I am seeing the below error in dmesg: [ 3657.844533] ata1.00: exception Emask 0x0 SAct 0x8000000 SErr 0x50000 action 0x6 frozen [ 3657.844543] ata1: SError: { PHYRdyChg CommWake } [ 3657.844549] ata1.00: failed command: READ FPDMA QUEUED [ 3657.844559] ata1.00: cmd 60/20:d8:98:84:52/00:00:0c:00:00/40 tag 27 ncq 16384 in res 40/00:00:00:00:00/00:00:00:00:00/00 Emask 0x4 (timeout) [ 3657.844564] ata1.00: status: { DRDY } [ 3657.844570] ata1: hard resetting link [ 3658.149326] ata1: SATA link up 6.0 Gbps (SStatus 133 SControl 300) [ 3658.149803] ata1.00: ACPI cmd ef/10:03:00:00:00:a0 (SET FEATURES) filtered out [ 3658.149840] ata1.00: supports DRM functions and may not be fully accessible [ 3658.158491] ata1.00: ACPI cmd ef/10:03:00:00:00:a0 (SET FEATURES) filtered out [ 3658.158528] ata1.00: supports DRM functions and may not be fully accessible [ 3658.166701] ata1.00: configured for UDMA/133 [ 3658.177338] ata1.00: device reported invalid CHS sector 0 [ 3658.177381] ata1: EH complete Machine Details: [ 0.000000] DMI: Apple Inc. MacBookPro8,1/Mac-94245B3640C91C81, BIOS MBP81.88Z.0047.B27.1201241646 01/24/12 OS: Fedora 21 SSD: Crucial_CT512MX100 [root@localhost ~]# smartctl -H /dev/sda smartctl 6.2 2014-07-16 r3952 [x86_64-linux-3.17.4-300.fc21.x86_64] (local build) Copyright (C) 2002-13, Bruce Allen, Christian Franke, www.smartmontools.org === START OF READ SMART DATA SECTION === SMART overall-health self-assessment test result: PASSED
Created attachment 159761 [details] dmesg
Created attachment 159771 [details] lspci -nn
[ 3657.844533] ata1.00: exception Emask 0x0 SAct 0x8000000 SErr 0x50000 action 0x6 frozen [ 3657.844543] ata1: SError: { PHYRdyChg CommWake } That is the device disconnecting and reconnecting by the look of things. Check if there is newer firmware available for your drive,but failing that you may need to see whether running with NCQ or with trim disabled helps.

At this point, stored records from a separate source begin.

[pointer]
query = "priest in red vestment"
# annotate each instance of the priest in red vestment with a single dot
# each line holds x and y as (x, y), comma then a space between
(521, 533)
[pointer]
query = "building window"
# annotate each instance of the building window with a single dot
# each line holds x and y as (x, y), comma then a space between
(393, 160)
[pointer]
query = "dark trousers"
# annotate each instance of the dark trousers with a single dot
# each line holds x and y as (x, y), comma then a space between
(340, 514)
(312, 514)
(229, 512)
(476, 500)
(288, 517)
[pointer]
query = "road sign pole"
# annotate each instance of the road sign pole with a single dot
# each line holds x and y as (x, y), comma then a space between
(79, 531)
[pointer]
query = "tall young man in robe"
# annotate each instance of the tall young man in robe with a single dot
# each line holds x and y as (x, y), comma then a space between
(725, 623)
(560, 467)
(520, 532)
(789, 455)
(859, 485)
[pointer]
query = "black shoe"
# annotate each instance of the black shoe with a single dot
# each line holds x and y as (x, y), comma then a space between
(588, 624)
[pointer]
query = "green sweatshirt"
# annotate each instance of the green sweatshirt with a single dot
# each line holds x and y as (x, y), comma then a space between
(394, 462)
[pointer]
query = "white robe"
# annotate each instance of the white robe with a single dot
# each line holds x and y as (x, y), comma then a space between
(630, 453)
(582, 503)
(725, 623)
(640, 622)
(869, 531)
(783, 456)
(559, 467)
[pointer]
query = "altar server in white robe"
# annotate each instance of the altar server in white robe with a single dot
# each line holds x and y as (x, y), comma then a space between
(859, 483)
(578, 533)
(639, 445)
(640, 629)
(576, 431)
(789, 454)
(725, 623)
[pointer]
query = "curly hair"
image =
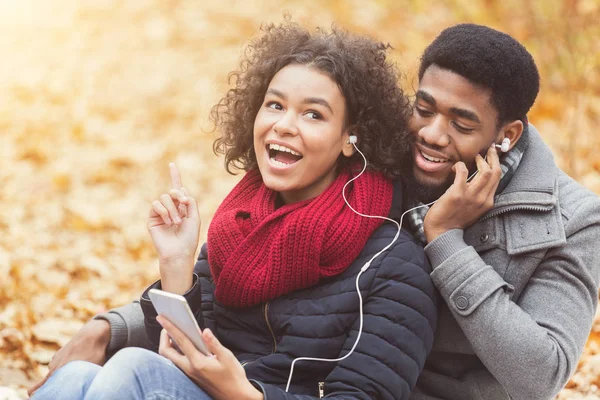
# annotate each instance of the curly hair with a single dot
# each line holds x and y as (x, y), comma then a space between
(377, 111)
(491, 59)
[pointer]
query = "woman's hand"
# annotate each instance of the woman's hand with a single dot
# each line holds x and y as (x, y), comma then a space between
(174, 225)
(220, 375)
(464, 202)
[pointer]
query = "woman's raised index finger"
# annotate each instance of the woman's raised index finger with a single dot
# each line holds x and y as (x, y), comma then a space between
(175, 177)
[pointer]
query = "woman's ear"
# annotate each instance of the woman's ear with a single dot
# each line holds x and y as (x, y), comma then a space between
(348, 147)
(513, 131)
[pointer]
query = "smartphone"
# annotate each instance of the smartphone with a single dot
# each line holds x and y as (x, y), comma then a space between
(177, 310)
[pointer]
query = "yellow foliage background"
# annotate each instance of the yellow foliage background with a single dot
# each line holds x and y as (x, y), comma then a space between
(96, 97)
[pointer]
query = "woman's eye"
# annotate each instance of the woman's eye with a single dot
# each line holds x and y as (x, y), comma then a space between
(423, 113)
(313, 115)
(274, 105)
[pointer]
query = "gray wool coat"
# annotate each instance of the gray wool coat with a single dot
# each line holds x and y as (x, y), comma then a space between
(520, 289)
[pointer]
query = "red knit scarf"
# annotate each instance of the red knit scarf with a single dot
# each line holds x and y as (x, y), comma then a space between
(258, 252)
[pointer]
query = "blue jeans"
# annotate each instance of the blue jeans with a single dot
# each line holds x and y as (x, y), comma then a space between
(132, 373)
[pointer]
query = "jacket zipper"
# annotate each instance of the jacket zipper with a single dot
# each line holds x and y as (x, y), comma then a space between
(266, 308)
(515, 208)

(In reply to Alan from comment #3) > [ 3657.844533] ata1.00: exception Emask 0x0 SAct 0x8000000 SErr 0x50000 > action 0x6 frozen > [ 3657.844543] ata1: SError: { PHYRdyChg CommWake } > > That is the device disconnecting and reconnecting by the look of things. > Check if there is newer firmware available for your drive,but failing that > you may need to see whether running with NCQ or with trim disabled helps. I havn't been able to get newer firmware from Manufacturer. Some folks facing similar issue on same ssd model at https://github.com/linrunner/TLP/issues/84 are suggesting it's ALPM issue, and chaging link_power_management_policy to medium or max helps. I am testing with echo max_performance > /sys/class/scsi_host/host0/link_power_management_policy to see if it fixes the issue. NCQ and TRIM are both enabled. I am reluctant to disable NCQ since It might significantly lower performance. I will try to reproduce with TRIM or NCQ disabled if issue occurs again in max_power.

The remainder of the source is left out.